Aiming to define biochemical signatures of metastasis associated with LKB1 loss, a group of researchers led by Jonathan M. Goodwin found that the epithelial-to-mesenchymal transition (a process by which epithelial cells lose their cell polarity, gaining migratory and invasive properties) transcription factor Snail1 (a repressor which down regulates the expression of ectodermal genes within the mesoderm) was uniquely upregulated upon LKB1 deficiency across cell types.
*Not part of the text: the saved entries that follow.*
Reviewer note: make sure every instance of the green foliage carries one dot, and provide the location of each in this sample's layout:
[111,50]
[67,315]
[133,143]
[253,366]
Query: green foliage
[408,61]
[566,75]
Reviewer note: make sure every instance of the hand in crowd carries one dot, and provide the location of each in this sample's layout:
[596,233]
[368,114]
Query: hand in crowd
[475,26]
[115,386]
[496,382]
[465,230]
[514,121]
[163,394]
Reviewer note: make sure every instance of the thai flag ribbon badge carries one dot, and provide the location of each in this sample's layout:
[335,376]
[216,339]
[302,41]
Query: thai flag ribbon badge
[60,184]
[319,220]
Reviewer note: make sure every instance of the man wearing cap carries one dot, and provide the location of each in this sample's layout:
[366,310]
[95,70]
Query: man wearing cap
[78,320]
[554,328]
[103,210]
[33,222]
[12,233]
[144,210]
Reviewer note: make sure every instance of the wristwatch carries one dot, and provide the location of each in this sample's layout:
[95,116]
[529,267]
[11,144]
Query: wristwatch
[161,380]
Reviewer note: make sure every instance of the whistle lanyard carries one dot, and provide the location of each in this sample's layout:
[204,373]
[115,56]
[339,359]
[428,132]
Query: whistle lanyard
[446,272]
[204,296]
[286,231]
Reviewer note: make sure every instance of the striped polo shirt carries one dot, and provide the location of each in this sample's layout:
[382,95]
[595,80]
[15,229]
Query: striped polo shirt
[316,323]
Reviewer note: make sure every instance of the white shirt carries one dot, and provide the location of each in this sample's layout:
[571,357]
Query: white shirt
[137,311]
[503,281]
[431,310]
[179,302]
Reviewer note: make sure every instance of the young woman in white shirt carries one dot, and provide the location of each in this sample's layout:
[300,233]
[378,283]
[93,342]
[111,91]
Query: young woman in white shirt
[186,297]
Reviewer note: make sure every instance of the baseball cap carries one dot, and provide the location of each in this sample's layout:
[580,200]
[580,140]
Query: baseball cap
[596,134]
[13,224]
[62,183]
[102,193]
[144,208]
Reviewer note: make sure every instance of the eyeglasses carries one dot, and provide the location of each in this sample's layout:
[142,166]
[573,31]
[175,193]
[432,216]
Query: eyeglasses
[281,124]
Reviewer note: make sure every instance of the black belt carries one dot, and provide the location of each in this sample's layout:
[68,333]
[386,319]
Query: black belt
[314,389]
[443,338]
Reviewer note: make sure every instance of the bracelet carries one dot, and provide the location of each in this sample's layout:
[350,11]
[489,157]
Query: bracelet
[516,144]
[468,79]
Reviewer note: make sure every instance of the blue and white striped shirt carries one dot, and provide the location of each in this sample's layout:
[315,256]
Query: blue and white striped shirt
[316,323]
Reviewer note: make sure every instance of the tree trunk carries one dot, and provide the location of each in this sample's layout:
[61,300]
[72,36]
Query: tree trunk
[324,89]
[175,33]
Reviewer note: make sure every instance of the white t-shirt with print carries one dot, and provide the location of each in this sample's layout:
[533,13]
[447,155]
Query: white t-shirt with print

Furthermore, in a screen for substrates of the kinases MARK1 and MARK4 required for LKB1 to suppress Snail1 levels, the team identified the scaffolding protein DIXDC1. Similar to the loss of LKB1, DIXDC1 depletion results in upregulation of Snail1 in a FAK-dependent manner, leading to increased cell invasion.
These findings led researchers to define DIXDC1 as a new target for therapy, as this protein receives instructions from LKB1 to go to focal adhesions and change their size and number. When DIXDC1 is active, focal adhesions grow large and sticky, anchoring cells to their spot.
According to Goodwin, while DIXDC1 is inhibited in cancer and metastasis, the communication between LKB1 and DIXDC1 is responsible for a ‘stay-put’ signal in cells.
As a result, patients missing either gene should be sensitive to new therapies targeting focal adhesion enzymes, which are currently being tested in early-stage clinical trials.